President Trump issued a direct ultimatum to NATO allies on Thursday to reopen the Strait of Hormuz "within days," escalating pressure on a ceasefire process that has yet to produce a formal agreement. The demand came hours after he told reporters Iran was "doing a very poor job" cooperating with efforts to restore shipping through the world's most critical oil chokepoint.

The problem is that Trump's timeline and reality appear to be diverging. Ceasefire talks, described by Reuters as "shaky" as of April 10, have stalled without a signed deal. Defence Secretary Hegseth has already claimed victory. Congressional Republicans are bracing for a fight over the war's mounting costs.
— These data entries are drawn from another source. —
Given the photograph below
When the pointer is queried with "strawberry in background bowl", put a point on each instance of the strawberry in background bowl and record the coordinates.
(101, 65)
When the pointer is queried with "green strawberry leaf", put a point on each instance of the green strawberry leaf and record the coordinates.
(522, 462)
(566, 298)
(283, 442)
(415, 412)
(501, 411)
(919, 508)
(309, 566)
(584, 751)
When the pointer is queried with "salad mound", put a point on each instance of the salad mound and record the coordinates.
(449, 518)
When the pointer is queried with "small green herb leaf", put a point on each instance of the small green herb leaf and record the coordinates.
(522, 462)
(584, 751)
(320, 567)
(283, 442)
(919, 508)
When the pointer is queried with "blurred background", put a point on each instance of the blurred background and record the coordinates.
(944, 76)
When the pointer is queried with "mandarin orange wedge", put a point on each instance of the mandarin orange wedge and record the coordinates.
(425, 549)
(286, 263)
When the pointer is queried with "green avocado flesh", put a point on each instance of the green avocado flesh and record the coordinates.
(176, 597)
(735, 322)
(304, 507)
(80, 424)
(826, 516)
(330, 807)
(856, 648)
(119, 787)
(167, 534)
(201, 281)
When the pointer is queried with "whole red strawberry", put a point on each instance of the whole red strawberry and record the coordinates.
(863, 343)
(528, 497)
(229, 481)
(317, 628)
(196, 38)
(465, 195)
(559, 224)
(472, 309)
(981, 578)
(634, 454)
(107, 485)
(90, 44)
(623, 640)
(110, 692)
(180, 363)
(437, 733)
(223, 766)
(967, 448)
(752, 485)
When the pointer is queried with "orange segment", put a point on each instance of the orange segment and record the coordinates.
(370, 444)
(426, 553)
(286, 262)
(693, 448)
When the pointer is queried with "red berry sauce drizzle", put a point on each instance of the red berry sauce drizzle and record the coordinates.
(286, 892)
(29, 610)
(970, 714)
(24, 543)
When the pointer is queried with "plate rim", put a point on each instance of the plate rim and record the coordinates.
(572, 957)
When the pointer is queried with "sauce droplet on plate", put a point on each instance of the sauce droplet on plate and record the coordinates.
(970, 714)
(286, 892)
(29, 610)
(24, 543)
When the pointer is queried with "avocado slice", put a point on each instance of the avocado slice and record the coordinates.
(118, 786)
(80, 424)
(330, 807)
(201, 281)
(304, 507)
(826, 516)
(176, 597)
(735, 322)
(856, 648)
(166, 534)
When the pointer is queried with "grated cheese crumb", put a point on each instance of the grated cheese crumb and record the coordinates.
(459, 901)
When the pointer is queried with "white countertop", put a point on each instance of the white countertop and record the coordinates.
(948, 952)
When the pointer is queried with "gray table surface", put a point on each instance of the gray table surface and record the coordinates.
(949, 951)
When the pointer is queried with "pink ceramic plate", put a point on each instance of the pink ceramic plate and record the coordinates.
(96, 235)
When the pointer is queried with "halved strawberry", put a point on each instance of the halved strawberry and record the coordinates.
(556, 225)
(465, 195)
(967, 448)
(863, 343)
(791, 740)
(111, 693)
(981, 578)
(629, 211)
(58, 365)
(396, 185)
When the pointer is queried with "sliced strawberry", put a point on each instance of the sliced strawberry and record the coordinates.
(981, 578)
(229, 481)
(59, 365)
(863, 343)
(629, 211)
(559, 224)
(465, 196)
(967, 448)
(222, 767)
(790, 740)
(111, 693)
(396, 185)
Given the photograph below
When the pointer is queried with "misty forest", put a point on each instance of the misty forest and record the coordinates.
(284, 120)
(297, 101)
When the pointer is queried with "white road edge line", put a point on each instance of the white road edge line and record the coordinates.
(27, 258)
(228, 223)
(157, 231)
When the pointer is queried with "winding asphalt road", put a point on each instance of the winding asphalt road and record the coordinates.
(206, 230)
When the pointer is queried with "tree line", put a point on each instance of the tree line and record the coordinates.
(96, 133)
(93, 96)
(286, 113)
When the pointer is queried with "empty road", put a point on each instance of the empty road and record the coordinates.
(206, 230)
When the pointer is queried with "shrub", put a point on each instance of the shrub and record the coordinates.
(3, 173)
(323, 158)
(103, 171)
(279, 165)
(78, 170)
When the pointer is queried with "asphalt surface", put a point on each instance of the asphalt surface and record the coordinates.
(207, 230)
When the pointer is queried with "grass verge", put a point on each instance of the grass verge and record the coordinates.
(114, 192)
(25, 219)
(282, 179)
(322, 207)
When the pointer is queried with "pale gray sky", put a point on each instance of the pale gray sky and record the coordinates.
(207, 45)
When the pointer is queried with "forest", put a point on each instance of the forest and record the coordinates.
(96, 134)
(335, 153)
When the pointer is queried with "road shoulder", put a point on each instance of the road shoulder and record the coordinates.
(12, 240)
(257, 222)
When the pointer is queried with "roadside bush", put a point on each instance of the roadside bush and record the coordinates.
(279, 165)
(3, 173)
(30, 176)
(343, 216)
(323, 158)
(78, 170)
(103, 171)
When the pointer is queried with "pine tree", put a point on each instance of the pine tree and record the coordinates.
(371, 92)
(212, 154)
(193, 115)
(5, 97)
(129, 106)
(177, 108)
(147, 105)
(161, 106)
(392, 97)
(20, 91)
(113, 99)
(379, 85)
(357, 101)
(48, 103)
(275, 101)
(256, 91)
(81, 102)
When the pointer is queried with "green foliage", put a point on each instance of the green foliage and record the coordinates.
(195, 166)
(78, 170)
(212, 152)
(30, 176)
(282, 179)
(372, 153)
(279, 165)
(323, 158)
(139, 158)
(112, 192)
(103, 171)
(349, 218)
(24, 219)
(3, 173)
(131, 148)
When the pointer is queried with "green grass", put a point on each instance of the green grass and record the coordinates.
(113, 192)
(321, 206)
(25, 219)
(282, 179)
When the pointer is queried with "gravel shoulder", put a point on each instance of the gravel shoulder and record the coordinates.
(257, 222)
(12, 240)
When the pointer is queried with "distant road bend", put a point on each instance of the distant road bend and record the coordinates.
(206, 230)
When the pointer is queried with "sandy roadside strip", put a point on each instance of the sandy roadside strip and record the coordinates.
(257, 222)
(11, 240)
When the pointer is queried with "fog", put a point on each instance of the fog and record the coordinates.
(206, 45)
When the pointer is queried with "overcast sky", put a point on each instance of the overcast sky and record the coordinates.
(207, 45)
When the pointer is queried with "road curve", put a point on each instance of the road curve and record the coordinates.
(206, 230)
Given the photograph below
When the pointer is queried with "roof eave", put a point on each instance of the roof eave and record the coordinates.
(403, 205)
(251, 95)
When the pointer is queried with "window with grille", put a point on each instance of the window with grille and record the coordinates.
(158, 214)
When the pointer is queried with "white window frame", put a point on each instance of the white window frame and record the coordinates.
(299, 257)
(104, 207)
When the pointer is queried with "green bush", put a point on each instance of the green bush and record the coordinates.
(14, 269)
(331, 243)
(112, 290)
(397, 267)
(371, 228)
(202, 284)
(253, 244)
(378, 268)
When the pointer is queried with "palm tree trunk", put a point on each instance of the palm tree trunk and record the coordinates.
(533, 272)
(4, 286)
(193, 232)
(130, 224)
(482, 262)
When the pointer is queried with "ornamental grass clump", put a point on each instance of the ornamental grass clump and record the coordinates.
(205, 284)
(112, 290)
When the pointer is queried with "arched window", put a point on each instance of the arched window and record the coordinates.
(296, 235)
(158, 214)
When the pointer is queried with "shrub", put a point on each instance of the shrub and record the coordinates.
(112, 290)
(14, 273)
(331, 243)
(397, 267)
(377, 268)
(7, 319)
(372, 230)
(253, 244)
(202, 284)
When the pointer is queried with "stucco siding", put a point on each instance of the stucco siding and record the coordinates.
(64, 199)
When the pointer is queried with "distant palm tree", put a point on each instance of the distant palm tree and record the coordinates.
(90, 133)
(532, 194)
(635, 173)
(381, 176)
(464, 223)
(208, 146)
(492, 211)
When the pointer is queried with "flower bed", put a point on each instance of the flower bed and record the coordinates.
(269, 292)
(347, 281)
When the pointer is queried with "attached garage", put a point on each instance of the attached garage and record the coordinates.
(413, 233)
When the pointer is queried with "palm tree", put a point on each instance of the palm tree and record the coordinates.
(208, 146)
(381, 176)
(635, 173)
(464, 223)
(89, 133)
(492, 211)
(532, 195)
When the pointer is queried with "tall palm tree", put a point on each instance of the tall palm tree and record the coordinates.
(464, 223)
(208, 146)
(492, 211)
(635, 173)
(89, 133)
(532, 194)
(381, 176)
And the president himself swings between optimism about a peace deal and ultimatums that suggest one is nowhere close.

Prediction markets reflect this confusion with unusual clarity. Traders on Polymarket give just an 11.5% chance that Trump announces an end to military operations by April 15, rising to 42% by April 30. That slope tells a specific story: if a resolution comes this month at all, it arrives in the final two weeks, not the "days" Trump is demanding. A permanent peace deal by April 22 sits at 12.5%, barely above noise.

But the sharpest signal sits in the gap between two related markets. The probability of operations ending by April 30 stands at 42%. The probability of Strait of Hormuz traffic returning to normal by the same date is just 18.5%. Traders are pricing something that most news coverage has collapsed into a single narrative: operations can nominally "end" while the Strait remains disrupted. A presidential announcement is not the same thing as restored shipping lanes, resumed insurance underwriting, or tanker captains willing to transit.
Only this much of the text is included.